Temporary lakes once filled and refilled across Mars’ surface

Today, water on Mars is locked in ice deposits or held in deep underground lakes. But water once flowed across the planet’s surface, and researchers have found further evidence of its presence on the Red Planet.

A new study reveals that the Hellas impact basin on Mars once contained a number of ephemeral lakes, or lakes that are usually dry but fill up with water for brief periods of time.

Watery World

Located in the Red Planet’s southern hemisphere, the Hellas impact basin’s northeastern rim had many of these temporary lakes throughout Mars’ history, say researchers from the SETI Institute. The depressions were filled with water from a variety of sources, they say, including groundwater, snowfall, rivers and streams.

Known as paleolakes, these ancient martian lakes were active when Mars’ climate was drastically different than it is today. One of the paleolakes is almost completely filled with smooth sediment, the researchers found, which is similar to what scientists have seen in the saline lakes in the Andes mountains. This similarity suggests that the conditions on Mars when this paleolake formed could have been like the conditions in the Andes mountains today — cold and arid.

The paleolakes were found along water drainage systems that led to smaller depressions in the surface, or “lakes,” at the edge of Hellas Planitia, a plain within the impact basin. The lakes weren’t all the same, either. Some may have served as the source for channel systems hundreds of miles long, while other may have had rivers flowing through them. Still others bear the scars of likely flash floods.

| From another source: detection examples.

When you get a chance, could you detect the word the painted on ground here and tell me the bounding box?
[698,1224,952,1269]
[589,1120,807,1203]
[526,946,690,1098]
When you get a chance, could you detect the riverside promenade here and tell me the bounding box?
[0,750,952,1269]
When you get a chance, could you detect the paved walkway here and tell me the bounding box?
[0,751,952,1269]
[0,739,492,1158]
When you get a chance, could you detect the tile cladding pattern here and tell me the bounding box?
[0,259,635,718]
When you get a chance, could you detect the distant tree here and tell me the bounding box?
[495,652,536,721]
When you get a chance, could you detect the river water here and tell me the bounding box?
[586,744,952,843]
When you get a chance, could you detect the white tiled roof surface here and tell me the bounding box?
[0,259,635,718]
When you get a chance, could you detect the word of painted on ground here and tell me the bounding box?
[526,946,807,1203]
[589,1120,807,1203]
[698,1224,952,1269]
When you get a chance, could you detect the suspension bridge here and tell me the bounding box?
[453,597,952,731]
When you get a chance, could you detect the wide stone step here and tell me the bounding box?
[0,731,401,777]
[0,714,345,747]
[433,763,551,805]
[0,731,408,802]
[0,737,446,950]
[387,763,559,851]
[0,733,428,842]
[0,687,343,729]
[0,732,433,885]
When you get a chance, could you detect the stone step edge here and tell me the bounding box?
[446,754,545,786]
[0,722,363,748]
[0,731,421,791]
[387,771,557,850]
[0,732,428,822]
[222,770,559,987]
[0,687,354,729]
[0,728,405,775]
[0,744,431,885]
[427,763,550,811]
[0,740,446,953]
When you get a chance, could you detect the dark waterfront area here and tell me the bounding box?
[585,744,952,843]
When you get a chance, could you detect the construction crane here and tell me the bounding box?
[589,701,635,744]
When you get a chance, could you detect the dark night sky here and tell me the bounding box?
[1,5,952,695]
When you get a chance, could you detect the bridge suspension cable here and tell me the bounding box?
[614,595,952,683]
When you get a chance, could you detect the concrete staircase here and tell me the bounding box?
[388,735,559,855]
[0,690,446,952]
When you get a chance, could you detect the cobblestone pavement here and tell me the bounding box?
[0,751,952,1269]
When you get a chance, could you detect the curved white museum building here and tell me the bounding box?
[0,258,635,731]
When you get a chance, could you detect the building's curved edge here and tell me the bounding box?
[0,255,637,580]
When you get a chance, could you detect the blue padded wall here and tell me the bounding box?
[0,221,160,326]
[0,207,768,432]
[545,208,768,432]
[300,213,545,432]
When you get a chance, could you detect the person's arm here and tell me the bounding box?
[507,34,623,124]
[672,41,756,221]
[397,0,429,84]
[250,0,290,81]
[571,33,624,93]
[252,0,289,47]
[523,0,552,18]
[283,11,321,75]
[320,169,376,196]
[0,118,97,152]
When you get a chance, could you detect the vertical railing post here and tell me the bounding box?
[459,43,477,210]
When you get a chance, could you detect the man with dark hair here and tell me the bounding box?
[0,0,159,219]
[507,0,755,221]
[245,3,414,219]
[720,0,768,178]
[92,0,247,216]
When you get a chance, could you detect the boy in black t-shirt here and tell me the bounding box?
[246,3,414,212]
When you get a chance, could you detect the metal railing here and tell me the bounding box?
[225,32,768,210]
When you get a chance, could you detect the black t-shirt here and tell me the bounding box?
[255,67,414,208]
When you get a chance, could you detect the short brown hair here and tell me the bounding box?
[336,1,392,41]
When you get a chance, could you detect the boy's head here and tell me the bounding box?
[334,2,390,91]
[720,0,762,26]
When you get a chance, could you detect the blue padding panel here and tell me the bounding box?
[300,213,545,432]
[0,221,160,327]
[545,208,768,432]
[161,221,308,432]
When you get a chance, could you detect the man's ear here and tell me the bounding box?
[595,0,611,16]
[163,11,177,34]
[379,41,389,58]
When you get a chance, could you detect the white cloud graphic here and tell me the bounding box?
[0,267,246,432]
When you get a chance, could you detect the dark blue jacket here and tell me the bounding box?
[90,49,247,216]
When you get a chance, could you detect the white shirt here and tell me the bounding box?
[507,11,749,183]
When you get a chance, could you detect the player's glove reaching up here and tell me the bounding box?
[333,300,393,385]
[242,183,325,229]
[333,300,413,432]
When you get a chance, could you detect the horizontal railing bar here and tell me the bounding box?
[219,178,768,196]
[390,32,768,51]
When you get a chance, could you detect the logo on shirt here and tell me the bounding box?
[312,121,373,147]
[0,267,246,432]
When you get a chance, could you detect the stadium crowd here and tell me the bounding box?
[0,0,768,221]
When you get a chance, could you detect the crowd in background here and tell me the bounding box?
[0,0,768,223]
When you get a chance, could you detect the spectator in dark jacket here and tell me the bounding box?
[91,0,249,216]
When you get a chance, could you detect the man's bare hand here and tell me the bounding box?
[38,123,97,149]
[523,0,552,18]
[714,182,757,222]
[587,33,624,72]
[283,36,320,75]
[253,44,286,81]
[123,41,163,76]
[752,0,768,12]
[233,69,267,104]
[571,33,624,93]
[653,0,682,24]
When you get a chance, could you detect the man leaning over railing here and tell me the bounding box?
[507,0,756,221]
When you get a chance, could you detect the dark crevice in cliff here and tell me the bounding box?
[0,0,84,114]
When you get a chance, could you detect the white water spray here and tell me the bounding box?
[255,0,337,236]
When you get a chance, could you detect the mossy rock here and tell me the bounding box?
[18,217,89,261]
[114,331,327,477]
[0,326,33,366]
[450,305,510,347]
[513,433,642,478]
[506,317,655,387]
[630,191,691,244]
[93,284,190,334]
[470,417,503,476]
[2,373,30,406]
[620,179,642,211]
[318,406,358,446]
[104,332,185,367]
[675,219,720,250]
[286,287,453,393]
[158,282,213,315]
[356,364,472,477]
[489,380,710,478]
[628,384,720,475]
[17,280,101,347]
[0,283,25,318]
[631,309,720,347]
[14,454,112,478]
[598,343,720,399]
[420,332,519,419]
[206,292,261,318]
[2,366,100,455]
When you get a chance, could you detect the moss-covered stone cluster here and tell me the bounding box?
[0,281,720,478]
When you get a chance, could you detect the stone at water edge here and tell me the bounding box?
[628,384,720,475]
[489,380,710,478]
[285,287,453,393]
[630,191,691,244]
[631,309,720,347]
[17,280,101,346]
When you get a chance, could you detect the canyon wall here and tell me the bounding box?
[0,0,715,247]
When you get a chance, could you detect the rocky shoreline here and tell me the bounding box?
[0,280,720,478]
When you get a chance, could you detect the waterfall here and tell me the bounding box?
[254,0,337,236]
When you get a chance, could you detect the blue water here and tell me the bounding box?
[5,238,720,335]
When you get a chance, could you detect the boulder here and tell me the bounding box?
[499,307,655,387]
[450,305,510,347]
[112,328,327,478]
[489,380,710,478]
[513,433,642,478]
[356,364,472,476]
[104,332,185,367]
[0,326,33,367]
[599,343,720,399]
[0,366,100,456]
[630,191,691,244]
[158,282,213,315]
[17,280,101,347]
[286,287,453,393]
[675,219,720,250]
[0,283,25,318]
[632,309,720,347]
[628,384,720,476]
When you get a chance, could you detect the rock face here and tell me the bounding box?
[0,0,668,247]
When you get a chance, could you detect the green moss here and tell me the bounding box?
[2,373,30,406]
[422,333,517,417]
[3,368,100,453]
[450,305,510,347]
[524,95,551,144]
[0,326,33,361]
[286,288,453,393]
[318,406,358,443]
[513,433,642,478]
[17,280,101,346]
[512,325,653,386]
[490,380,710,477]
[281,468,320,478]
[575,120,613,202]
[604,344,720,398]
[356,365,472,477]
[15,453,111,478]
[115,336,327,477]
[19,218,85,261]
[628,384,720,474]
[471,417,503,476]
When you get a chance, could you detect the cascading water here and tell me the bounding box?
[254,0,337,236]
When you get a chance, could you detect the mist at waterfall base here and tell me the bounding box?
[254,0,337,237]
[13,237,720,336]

“In the highest resolution images, we could see sediments, deposits, and what looked to be shorelines in some cases in these craters and depressions that the channels flowed into,” Virginia C. Gulick, a SETI senior research scientist and study researcher, said in an email.

The team was surprised by their findings. “We were finding that these channels were active periodically through Mars’ history and much more recently than previously thought. They were active periodically from the late Noachian through the Hesperian through the late Amazonian,” Gulick said. Those time periods span billions of years, reaching to very near the present day, and indicate that such hydrological features were a common and long-lasting on the martian surface.

This research could be important in the search for life, potentially providing evidence for past microbial life on the planet. “Areas where water was periodically available over long periods of Mars’ history, especially if they were associated with volcanic magma hydrothermal systems, could have provided the habitats suitable for microbial life if it ever arose,” Gulick said.

This new study was published October 30 in the journal Astrobiology Volume 18, Number 11.